Haoxiang Luo, who specializes in computational modeling of fluid-structure interaction for biological systems, brought some of those cicadas back to his computational flow physics and engineering laboratory and created a model of their wing movements. Luo, an associate professor of mechanical engineering and otolaryngology, has made similar models of the aerodynamics of a hummingbird’s wing and the hemodynamics of blood as it interacts with heart valves, among other fluid flow systems.
His VUMC collaborator, Bernard Rousseau, associate vice chair for research in otolaryngology and associate professor of otolaryngology, hearing and speech sciences and mechanical engineering, found similarities in the way the cicada wings moved and the movement of human vocal folds, leading them to wonder how the model might be used to improve surgical techniques for paralyzed vocal folds.
The culminated in the National Institutes of Health awarding a five-year, $2.4 million research grant to a multidisciplinary Vanderbilt team to design a software tool to help surgeons develop more precise surgery plans for the most common surgical intervention for unilateral vocal fold paralysis, type 1 laryngoplasty. Rousseau is the principal investigator of the multidisciplinary team, which includes Luo and Dr. Gaelyn Garrett, professor and vice chair of otolaryngology.
Vocal folds are located on both sides of the larynx and must come together and vibrate to produce sound. The study is focusing on unilateral vocal fold paralysis, which is when one of the vocal folds fails to close completely against the other.
People with the condition have a hoarse voice and require more effort to produce sound. They often experience vocal fatigue and become winded during everyday activities. Such issues can seriously impact quality of life, leading to loss of productivity at work and long-term disability.

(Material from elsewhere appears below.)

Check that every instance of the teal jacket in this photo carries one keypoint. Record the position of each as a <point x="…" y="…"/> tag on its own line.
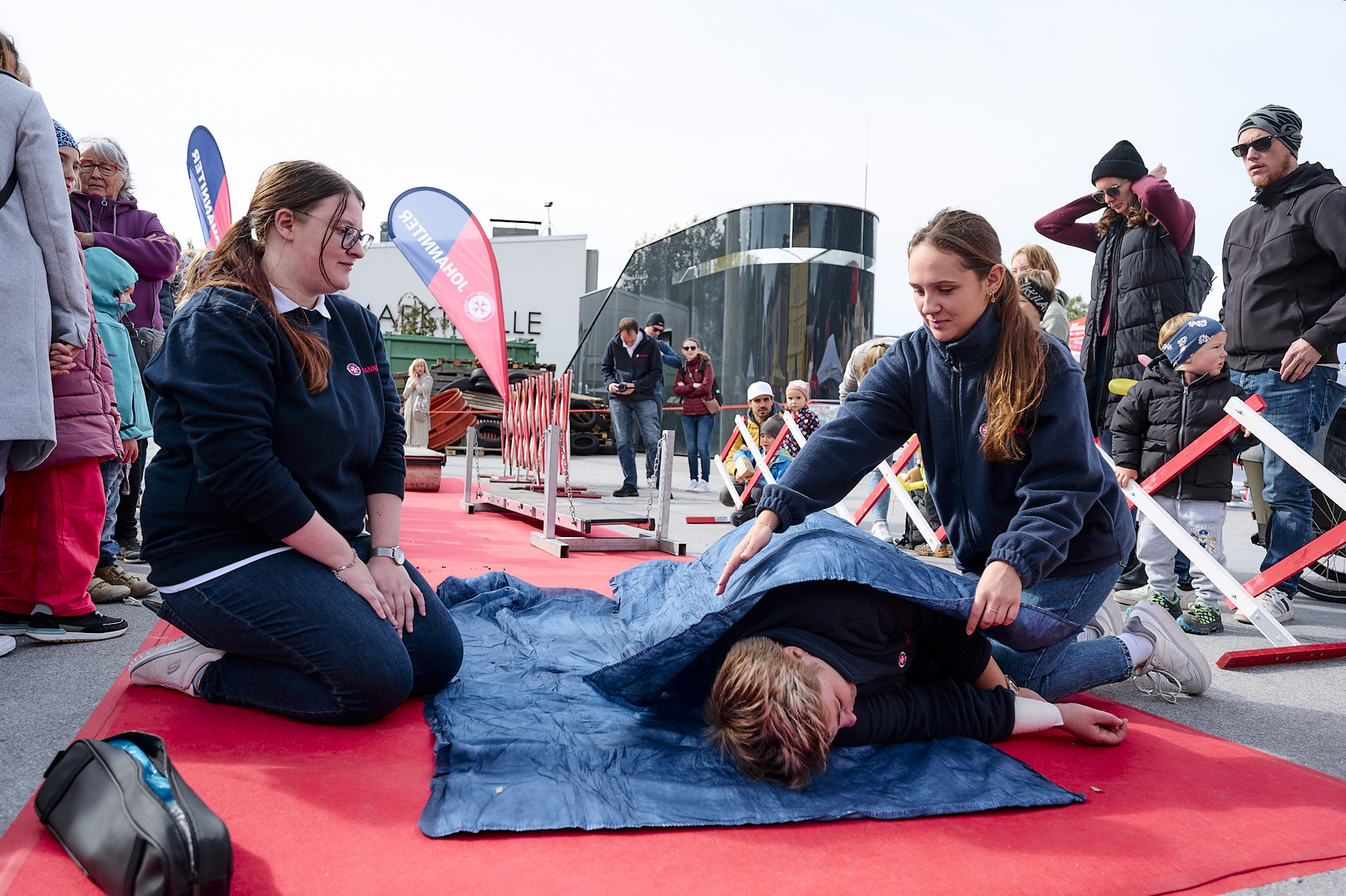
<point x="109" y="276"/>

Type 1 laryngoplasty involves stabilizing the paralyzed vocal fold with a small implant that helps a person produce voice and also breathe more easily. Patients, who are alert and under local anesthesia during surgery, may be asked to sing “Happy Birthday” during the procedure to determine whether the implant was placed correctly.
The challenge for surgeons is that every patient’s anatomy is unique – one patient may have smaller cartilage, while another’s soft tissue may be less elastic. This makes it challenging for even a very skilled surgeon to determine the optimal size, shape and placement of the implant for a specific patient. As a result, some type 1 laryngoplasty patients need to have their implants adjusted.
“Currently, this surgery depends on recreating a three-dimensional structure with only two-dimensional data,” said Garrett, who is also senior executive medical director of the Vanderbilt Voice Center. “The symmetry of vibration provided by the new 3D planned, patient-specific implant should give more consistent and optimal voice outcomes.”
The surgical planning tool that Luo and Rousseau plan to develop could help surgeons develop customized implants for each patient.
“By simulating the dynamics of glottal airflow, the mechanics of the vocal fold tissue, and their interaction after incorporating a surgically placed implant, the computer software will predict how the implant will affect the vibration prior to the surgery,” said Luo. “It will also help figure out the optimal parameters of the implant such as its shape, size and placement in the voice box.”
“We hope this pre-operative planning tool will improve not just the outcomes of this particular procedure for the surgeon, but also reduce the overall costs associated with the procedure and operative time needed to complete the procedure, leading to improved surgical precision and efficiency in the operating room,” Rousseau said.
FSI modeling for biological systems, such as cicada wings or vocal folds, is challenging and has not been extensively explored. “Vocal folds are extremely delicate tissue, and the glottal airflow when we speak produces considerable vortices, or swirls, that are hard to describe mathematically or to capture in a computer simulation,” said Luo. “We had to design high-fidelity and yet efficient computational tools to simulate the vocal folds and airflow.”
Rousseau, Luo and colleagues are building on findings they published in 2014 in the Journal of Computational Physics that show Luo’s numerical method is versatile and is well-suited for modeling a range of biological FSI systems, including structures that have both stiff and pliable layers, such as the vocal fold.
The researchers say they eventually hope to use computer modeling and 3D printing to help surgeons customize implants for each patient.
“Our goal by the end of the five-year project is to have a model that is ready to be used for the translational milestones of this research,” Rousseau said.
Ron Eavey, Guy M. Maness professor, chair of otolaryngology and director of the Vanderbilt Bill Wilkerson Center, praised the research.
“Talented and creative individuals, when incubated together in a rich environment such as VISE, can devise some really wicked cool ideas to assist patients,” he said.